La Muslim Jamait Federation (MJF) et le Conseil des Imams de l’Etat (SIC), une des plus importantes associations musulmanes, ont, en effet décidé, le 5 février dernier, de se joindre à la lutte du Mouvement des paysans indiens (INFAM), une organisation d’inspiration chrétienne. Le président de la SIC, Mohammed Nadir, a déclaré au représentant de l’agence Ucanews que son association s’était inquiétée de voir les paysans qui jusqu’alors jouissaient d’un équilibre financier sombrer soudainement dans la pauvreté. C’est ce retournement de situation qui a poussé les musulmans à s’impliquer plus activement dans la lutte en cours.

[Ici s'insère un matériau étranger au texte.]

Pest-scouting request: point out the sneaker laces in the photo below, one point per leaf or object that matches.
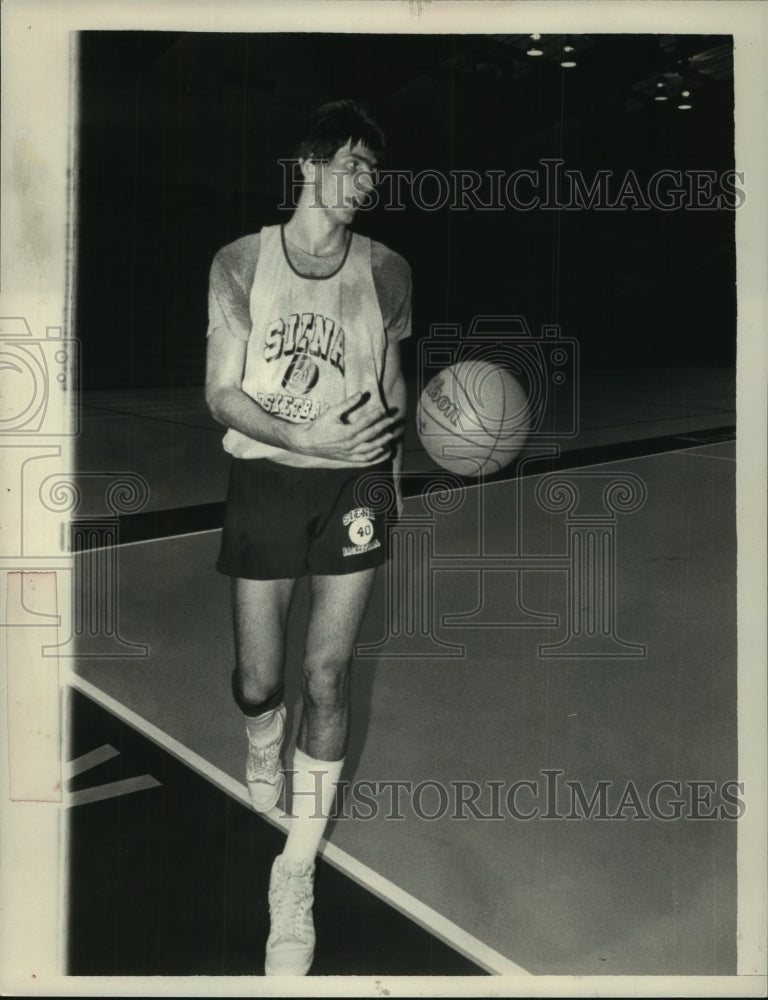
(262, 759)
(291, 897)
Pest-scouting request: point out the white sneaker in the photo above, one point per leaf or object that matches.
(262, 769)
(291, 942)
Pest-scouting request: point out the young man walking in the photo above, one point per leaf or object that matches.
(303, 368)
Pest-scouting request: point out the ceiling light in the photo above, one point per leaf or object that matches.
(534, 50)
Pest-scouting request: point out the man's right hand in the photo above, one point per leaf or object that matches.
(351, 431)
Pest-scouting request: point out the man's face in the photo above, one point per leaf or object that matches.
(343, 182)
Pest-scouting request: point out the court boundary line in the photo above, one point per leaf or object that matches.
(383, 888)
(561, 464)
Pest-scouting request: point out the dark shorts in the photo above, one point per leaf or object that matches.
(282, 522)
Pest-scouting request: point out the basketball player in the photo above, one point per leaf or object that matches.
(303, 368)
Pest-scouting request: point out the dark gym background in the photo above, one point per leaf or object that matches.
(180, 136)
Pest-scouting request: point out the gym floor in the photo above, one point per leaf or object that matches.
(168, 863)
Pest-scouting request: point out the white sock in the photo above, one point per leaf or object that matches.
(314, 788)
(264, 729)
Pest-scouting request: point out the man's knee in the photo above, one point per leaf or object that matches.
(326, 683)
(255, 697)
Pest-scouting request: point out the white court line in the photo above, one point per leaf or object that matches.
(89, 760)
(448, 932)
(112, 790)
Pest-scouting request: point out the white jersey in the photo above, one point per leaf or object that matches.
(314, 341)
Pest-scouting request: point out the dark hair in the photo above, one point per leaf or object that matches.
(332, 125)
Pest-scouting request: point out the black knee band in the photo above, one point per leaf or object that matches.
(252, 708)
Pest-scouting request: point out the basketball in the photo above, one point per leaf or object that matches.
(473, 418)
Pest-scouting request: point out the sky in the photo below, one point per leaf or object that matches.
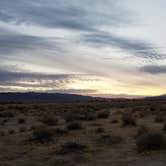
(108, 48)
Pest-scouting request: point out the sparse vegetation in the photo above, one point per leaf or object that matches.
(50, 120)
(151, 141)
(72, 147)
(128, 120)
(43, 134)
(75, 130)
(74, 126)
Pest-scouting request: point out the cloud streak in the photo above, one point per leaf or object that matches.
(154, 69)
(137, 48)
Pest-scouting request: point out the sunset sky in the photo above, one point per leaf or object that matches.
(112, 48)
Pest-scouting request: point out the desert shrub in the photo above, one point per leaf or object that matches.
(159, 119)
(61, 130)
(100, 130)
(2, 133)
(74, 126)
(151, 141)
(50, 120)
(43, 134)
(22, 129)
(103, 114)
(109, 140)
(6, 114)
(84, 115)
(72, 147)
(4, 121)
(114, 121)
(11, 131)
(128, 120)
(21, 120)
(60, 161)
(142, 130)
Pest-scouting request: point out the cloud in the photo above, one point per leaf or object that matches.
(78, 15)
(154, 69)
(137, 48)
(10, 44)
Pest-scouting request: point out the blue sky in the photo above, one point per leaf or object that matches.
(101, 48)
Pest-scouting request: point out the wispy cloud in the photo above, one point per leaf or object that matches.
(135, 47)
(154, 69)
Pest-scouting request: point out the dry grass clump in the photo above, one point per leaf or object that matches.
(74, 126)
(72, 147)
(128, 120)
(43, 134)
(21, 120)
(49, 120)
(100, 130)
(80, 115)
(159, 119)
(103, 114)
(22, 129)
(142, 130)
(6, 114)
(109, 139)
(151, 141)
(11, 131)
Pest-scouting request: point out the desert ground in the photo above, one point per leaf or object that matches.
(96, 133)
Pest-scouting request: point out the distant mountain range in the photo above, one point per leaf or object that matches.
(32, 97)
(161, 97)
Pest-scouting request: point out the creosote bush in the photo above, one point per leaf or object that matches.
(49, 120)
(109, 139)
(103, 114)
(142, 130)
(128, 120)
(43, 134)
(72, 147)
(21, 120)
(159, 119)
(74, 126)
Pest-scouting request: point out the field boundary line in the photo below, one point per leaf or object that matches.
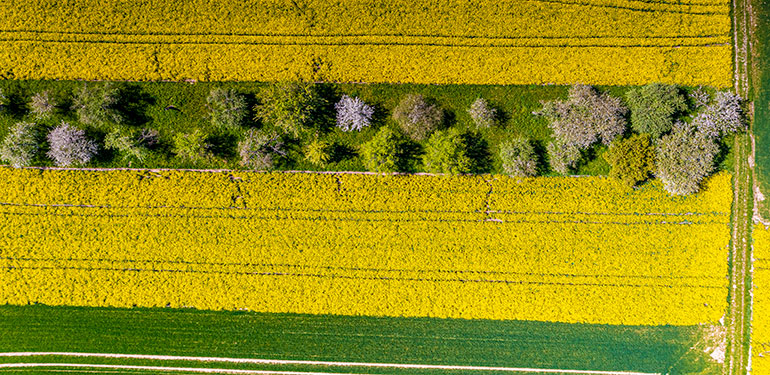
(319, 363)
(348, 268)
(373, 220)
(386, 211)
(353, 35)
(370, 44)
(171, 369)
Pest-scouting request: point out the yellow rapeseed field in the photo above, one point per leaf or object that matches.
(492, 247)
(613, 42)
(760, 316)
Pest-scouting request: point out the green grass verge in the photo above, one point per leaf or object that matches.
(348, 339)
(762, 102)
(146, 104)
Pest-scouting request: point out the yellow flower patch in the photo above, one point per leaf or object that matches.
(611, 42)
(482, 247)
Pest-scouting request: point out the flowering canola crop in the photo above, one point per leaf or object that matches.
(488, 247)
(613, 42)
(760, 316)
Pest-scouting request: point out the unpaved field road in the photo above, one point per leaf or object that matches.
(738, 315)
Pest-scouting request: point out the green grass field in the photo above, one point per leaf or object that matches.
(346, 339)
(146, 105)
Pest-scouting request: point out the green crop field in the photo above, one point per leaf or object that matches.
(344, 339)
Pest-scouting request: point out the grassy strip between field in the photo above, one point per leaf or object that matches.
(292, 337)
(146, 105)
(761, 94)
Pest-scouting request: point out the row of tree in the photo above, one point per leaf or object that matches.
(665, 141)
(651, 132)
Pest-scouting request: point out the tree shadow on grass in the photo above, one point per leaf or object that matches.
(223, 144)
(341, 152)
(477, 149)
(133, 103)
(541, 155)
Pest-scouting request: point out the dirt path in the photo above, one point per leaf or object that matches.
(738, 315)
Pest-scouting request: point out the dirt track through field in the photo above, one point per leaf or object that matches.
(740, 249)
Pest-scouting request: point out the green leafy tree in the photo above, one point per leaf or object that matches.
(585, 117)
(130, 144)
(631, 160)
(446, 152)
(383, 153)
(418, 118)
(518, 157)
(290, 106)
(684, 158)
(482, 114)
(96, 105)
(260, 149)
(42, 106)
(318, 152)
(20, 145)
(563, 157)
(654, 107)
(227, 108)
(191, 146)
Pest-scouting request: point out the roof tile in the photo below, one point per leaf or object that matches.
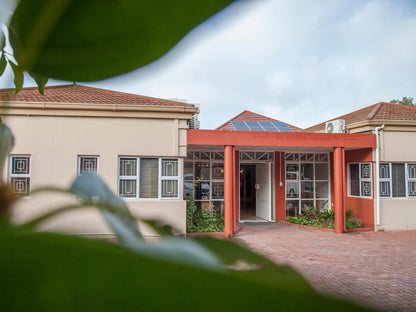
(82, 94)
(250, 116)
(381, 111)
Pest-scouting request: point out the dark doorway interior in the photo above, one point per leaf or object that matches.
(247, 192)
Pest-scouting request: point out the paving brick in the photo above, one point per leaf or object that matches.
(377, 269)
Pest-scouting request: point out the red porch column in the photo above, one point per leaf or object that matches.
(236, 194)
(339, 189)
(228, 191)
(279, 177)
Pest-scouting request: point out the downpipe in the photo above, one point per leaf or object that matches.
(377, 129)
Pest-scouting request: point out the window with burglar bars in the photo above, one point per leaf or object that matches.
(397, 180)
(87, 164)
(141, 177)
(19, 174)
(360, 180)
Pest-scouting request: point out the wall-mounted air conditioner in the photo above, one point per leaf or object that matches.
(335, 126)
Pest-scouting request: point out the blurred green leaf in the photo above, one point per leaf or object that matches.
(50, 272)
(18, 77)
(3, 63)
(91, 190)
(85, 40)
(40, 81)
(6, 144)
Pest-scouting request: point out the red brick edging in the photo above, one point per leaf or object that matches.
(323, 229)
(196, 234)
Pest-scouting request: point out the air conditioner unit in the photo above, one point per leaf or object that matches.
(335, 126)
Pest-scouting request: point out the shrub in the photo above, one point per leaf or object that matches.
(325, 219)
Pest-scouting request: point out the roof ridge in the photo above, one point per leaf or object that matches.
(375, 110)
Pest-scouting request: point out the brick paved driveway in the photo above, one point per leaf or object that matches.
(376, 269)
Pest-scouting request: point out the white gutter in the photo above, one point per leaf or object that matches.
(377, 175)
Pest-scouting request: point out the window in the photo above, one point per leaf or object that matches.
(385, 180)
(359, 180)
(19, 177)
(397, 180)
(148, 178)
(87, 164)
(170, 178)
(307, 182)
(411, 180)
(204, 179)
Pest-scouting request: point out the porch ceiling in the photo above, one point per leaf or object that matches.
(276, 141)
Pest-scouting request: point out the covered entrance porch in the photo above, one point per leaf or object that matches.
(263, 176)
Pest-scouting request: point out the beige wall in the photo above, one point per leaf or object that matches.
(397, 145)
(397, 214)
(54, 144)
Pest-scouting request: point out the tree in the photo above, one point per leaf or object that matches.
(80, 40)
(404, 101)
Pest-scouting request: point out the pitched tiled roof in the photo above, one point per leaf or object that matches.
(250, 116)
(377, 112)
(78, 94)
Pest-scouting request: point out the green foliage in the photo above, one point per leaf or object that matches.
(85, 40)
(78, 40)
(202, 221)
(404, 101)
(325, 219)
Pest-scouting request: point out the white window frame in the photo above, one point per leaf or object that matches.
(80, 157)
(409, 180)
(360, 179)
(386, 180)
(18, 175)
(300, 158)
(169, 178)
(160, 178)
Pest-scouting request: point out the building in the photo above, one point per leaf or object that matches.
(251, 168)
(136, 144)
(396, 159)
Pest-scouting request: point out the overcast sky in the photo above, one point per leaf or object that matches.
(298, 61)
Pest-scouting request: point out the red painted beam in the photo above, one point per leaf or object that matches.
(338, 190)
(228, 191)
(284, 139)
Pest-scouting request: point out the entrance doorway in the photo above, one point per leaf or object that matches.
(255, 192)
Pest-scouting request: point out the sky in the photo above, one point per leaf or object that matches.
(299, 61)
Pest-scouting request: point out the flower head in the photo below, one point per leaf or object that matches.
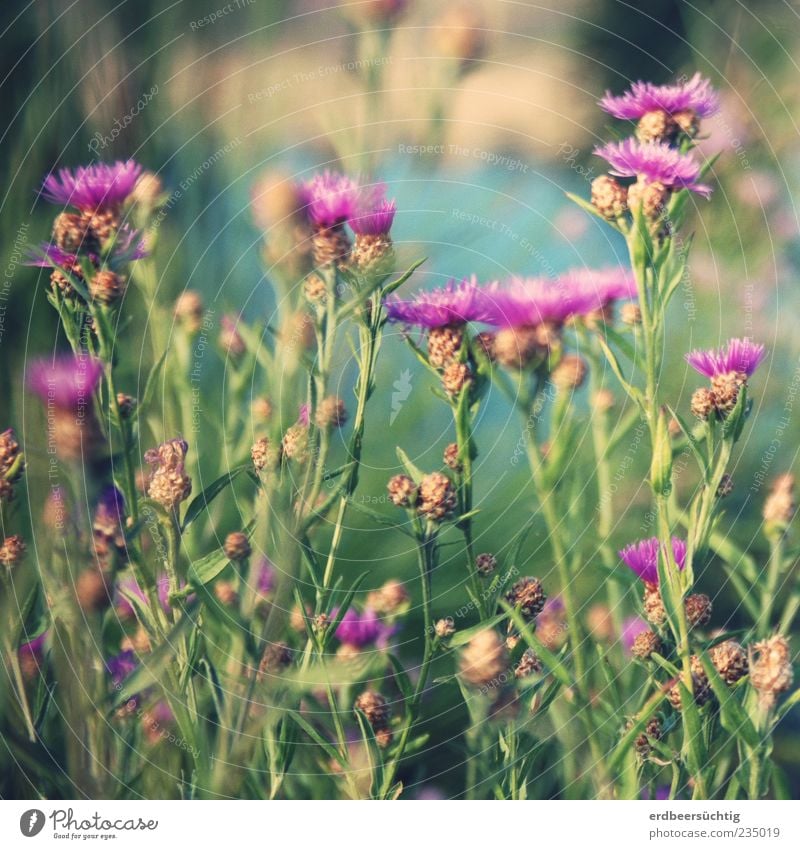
(372, 214)
(456, 303)
(67, 381)
(329, 199)
(695, 95)
(642, 557)
(93, 187)
(362, 629)
(741, 356)
(654, 161)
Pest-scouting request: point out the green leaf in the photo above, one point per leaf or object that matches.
(731, 714)
(201, 501)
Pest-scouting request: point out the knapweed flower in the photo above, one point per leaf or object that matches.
(65, 384)
(664, 110)
(66, 381)
(168, 482)
(329, 200)
(359, 630)
(93, 187)
(728, 368)
(658, 168)
(642, 557)
(453, 305)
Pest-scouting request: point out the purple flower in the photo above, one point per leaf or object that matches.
(631, 628)
(696, 95)
(642, 557)
(656, 162)
(120, 666)
(362, 629)
(373, 214)
(455, 303)
(92, 187)
(329, 199)
(530, 301)
(741, 356)
(67, 381)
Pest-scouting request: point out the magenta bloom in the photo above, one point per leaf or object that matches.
(373, 214)
(739, 355)
(92, 187)
(642, 557)
(529, 301)
(656, 162)
(329, 199)
(67, 381)
(362, 629)
(455, 303)
(696, 95)
(631, 628)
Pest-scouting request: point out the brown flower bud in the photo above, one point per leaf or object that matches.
(189, 310)
(700, 686)
(444, 627)
(570, 373)
(237, 546)
(770, 669)
(703, 403)
(656, 125)
(484, 661)
(528, 664)
(451, 457)
(107, 287)
(528, 595)
(376, 709)
(730, 660)
(645, 644)
(331, 412)
(402, 491)
(12, 551)
(653, 731)
(455, 377)
(652, 197)
(437, 498)
(390, 598)
(444, 345)
(654, 610)
(609, 198)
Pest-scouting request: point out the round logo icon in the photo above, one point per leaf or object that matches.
(31, 822)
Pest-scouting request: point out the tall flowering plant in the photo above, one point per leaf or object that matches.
(235, 653)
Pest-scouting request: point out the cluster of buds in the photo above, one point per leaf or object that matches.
(376, 709)
(770, 669)
(168, 483)
(434, 499)
(484, 660)
(780, 504)
(12, 464)
(701, 688)
(237, 547)
(652, 731)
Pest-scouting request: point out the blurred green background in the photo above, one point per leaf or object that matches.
(501, 97)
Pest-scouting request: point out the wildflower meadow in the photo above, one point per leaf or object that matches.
(310, 493)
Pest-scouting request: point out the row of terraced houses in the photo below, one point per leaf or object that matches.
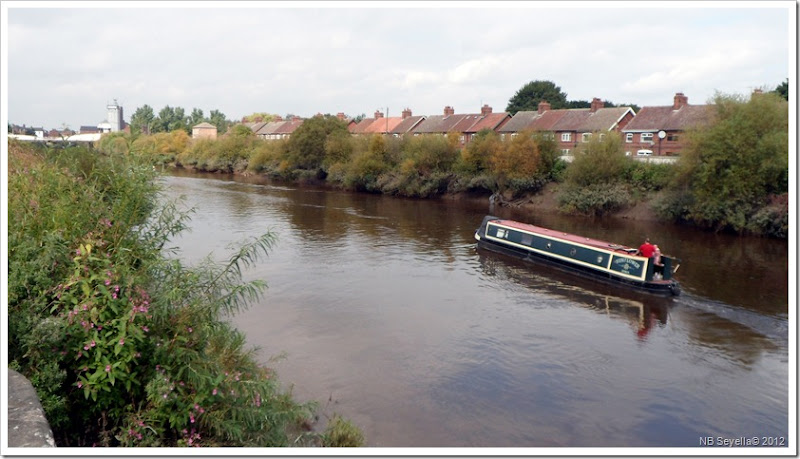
(657, 129)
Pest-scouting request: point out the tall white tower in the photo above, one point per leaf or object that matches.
(115, 116)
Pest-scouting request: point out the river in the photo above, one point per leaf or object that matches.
(384, 311)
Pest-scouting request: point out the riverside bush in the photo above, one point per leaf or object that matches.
(597, 200)
(125, 345)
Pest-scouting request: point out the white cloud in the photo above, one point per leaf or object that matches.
(309, 60)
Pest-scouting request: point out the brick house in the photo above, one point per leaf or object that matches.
(466, 125)
(408, 123)
(661, 129)
(570, 127)
(204, 131)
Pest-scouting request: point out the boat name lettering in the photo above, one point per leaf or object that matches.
(626, 261)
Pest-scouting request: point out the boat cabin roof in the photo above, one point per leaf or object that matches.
(569, 237)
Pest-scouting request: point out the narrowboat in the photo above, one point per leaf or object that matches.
(592, 258)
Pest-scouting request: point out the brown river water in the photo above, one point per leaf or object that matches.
(384, 311)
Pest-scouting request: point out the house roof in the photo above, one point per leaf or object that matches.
(667, 119)
(573, 120)
(382, 125)
(289, 127)
(407, 124)
(361, 126)
(462, 123)
(269, 128)
(255, 126)
(491, 121)
(533, 120)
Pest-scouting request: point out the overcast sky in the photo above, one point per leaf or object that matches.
(65, 62)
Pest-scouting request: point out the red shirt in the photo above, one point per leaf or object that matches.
(646, 250)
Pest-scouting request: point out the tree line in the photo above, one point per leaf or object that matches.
(732, 175)
(169, 119)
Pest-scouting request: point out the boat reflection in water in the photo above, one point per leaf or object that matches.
(641, 310)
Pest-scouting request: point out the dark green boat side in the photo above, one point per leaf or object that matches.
(587, 257)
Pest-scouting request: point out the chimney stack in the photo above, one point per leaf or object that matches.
(596, 104)
(679, 101)
(543, 107)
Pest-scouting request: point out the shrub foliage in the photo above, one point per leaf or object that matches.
(125, 345)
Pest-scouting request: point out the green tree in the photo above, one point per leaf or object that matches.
(142, 119)
(729, 170)
(196, 117)
(783, 90)
(599, 161)
(475, 158)
(529, 96)
(218, 119)
(306, 146)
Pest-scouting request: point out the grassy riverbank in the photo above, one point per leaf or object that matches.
(125, 346)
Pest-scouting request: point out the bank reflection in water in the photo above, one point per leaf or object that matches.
(642, 312)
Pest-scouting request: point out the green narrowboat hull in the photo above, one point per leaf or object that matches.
(591, 258)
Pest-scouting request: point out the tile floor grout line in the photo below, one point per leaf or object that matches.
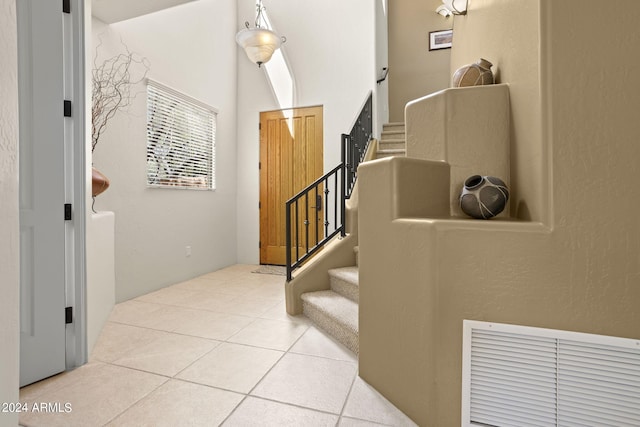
(137, 401)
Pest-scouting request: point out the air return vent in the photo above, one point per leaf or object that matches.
(522, 376)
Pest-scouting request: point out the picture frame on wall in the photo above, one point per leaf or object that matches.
(440, 39)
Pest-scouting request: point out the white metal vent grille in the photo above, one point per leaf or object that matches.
(522, 376)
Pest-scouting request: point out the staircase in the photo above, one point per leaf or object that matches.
(392, 141)
(336, 310)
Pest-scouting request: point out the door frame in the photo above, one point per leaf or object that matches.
(263, 179)
(76, 133)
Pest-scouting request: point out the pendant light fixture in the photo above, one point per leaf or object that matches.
(258, 43)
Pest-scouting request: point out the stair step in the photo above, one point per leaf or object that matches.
(344, 281)
(335, 314)
(390, 134)
(391, 152)
(392, 125)
(391, 144)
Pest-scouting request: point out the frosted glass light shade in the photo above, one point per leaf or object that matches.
(258, 43)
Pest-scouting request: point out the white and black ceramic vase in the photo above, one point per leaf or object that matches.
(476, 74)
(483, 197)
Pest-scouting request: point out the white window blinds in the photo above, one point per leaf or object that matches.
(180, 140)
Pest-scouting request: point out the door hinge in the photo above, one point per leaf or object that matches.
(68, 210)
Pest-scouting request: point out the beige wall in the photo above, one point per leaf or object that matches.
(414, 71)
(9, 236)
(506, 32)
(574, 267)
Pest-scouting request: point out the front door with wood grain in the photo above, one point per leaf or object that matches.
(291, 143)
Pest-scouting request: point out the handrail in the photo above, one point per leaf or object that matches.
(333, 218)
(355, 144)
(306, 228)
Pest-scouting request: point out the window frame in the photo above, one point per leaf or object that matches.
(183, 142)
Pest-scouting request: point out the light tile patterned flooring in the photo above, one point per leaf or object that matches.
(216, 350)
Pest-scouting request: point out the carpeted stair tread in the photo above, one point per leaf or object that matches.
(335, 314)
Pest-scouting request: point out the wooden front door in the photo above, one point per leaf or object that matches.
(291, 143)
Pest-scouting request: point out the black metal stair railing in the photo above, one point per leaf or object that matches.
(317, 213)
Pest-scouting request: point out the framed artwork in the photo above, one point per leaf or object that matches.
(440, 39)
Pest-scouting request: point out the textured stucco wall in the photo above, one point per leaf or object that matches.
(9, 235)
(507, 33)
(575, 268)
(414, 71)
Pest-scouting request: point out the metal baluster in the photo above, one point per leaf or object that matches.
(306, 221)
(297, 232)
(326, 207)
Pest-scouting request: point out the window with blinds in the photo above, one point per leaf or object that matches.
(523, 376)
(180, 140)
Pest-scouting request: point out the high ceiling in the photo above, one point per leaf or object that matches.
(111, 11)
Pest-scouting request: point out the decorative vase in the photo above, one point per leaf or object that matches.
(474, 74)
(483, 197)
(99, 182)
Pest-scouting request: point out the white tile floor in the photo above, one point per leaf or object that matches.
(216, 350)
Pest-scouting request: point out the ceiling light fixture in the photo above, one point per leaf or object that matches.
(258, 43)
(452, 7)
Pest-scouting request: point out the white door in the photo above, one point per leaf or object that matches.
(42, 189)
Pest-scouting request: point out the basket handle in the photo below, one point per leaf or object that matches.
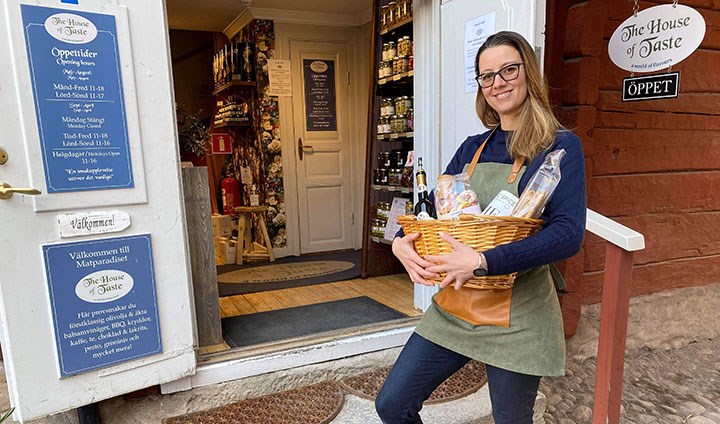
(514, 171)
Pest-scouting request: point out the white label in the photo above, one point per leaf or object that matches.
(657, 38)
(95, 222)
(73, 29)
(104, 286)
(245, 175)
(502, 205)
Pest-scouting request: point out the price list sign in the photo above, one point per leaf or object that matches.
(75, 73)
(320, 95)
(103, 301)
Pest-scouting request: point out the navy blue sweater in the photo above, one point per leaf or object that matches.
(564, 216)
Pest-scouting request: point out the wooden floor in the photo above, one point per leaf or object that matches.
(395, 291)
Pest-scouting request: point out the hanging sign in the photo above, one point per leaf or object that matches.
(103, 302)
(95, 222)
(221, 144)
(79, 103)
(320, 95)
(661, 86)
(657, 38)
(279, 78)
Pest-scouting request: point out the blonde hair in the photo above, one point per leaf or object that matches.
(536, 124)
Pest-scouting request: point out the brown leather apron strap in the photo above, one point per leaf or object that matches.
(514, 171)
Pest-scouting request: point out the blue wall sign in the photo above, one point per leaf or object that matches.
(103, 301)
(75, 72)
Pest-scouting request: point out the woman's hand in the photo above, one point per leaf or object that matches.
(458, 264)
(414, 265)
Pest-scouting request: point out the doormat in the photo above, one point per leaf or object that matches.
(316, 404)
(283, 324)
(294, 271)
(466, 381)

Les problèmes économiques des paysans, explique EDA, affectent très sérieusement la communauté musulmane dont les membres sont, pour leur majorité, engagés dans le commerce et les affaires. La baisse des prix des produits agricoles a eu des répercussions graves sur le chiffre d’affaire des commerçants musulmans. Grâce à leurs deux associations, les dirigeants musulmans espèrent élargir la lutte menée jusqu’ici et la transformer en mouvement de masse.
Cependant l’annonce de l’alliance des chrétiens et des musulmans pour la protection des paysans pauvres a été fort mal accueillie par le Parti communiste de l’Inde, explique EDA. Son dirigeant K. P. Sadasivan, a déclaré, le 7 février, qu’il ne s’agissait là que d’un coup de publicité sans impact sérieux sur les vrais problèmes paysans. Il a affirmé que l’INFAM avait été lancée par les Eglises chrétiennes par anti-communisme, dans l’intention d’usurper le rôle joué par le parti communiste depuis des décennies en faveur des droits de la classe travailleuse. Cette interprétation des faits a été mise en cause par les dirigeants musulmans eux-mêmes. Le président du MJF a affirmé ne voir dans le mouvement des paysans indiens qu’un mouvement social sans ambition politique. Leur décision de s’associer à la lutte des chrétiens n’avait été motivée que par le désir d’aider des paysans éprouvés par une brusque pauvreté. Il a ajouté que le devoir religieux des musulmans leur imposait de faire en sorte que la société ne souffre pas de la chute des prix des produits agricoles et de la montée des prix des marchandises de consommation usuelle.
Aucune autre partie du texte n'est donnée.